Start GRASS GIS, a start-up screen should appear. Unless you already have a directory called grassdata in your Documents directory (on MS Windows) or in your home directory (on Linux), create one. You can use the Browse button and the dialog in the GRASS GIS start up screen to do that.

We will create a new location for our project with CRS (coordinate reference system) NC State Plane Meters with EPSG code 3358. Open Location Wizard with button New in the left part of the welcome screen. Select a name for the new location, select EPSG method and code 3358. When the wizard is finished, the new location will be listed on the start-up screen. Select the new location and mapset PERMANENT and press Start GRASS session.

Note that a current working directory is a concept which is separate from the GRASS database, location and mapset discussed above.
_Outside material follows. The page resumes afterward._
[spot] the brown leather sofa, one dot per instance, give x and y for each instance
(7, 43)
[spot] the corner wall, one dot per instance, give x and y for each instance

The current working directory is a directory where any program (no just GRASS GIS) writes and reads files unless a path to the file is provided. The current working directory can be changed from the GUI using Settings → GRASS working environment → Change working directory or from the Console using the cd command.

Importing data

In this step we import the provided data into GRASS GIS. In menu File - Import raster data select Common formats import and in the dialog browse to find ortho.tif and click button Import. All the imported layers should be added to GUI automatically, if not, add them manually. Point clouds will be imported later in a different way as part of the analysis.

Computational region

Before we use a module to compute a new raster map, we must properly set the computational region. All raster computations will be performed in the specified extent and with the given resolution.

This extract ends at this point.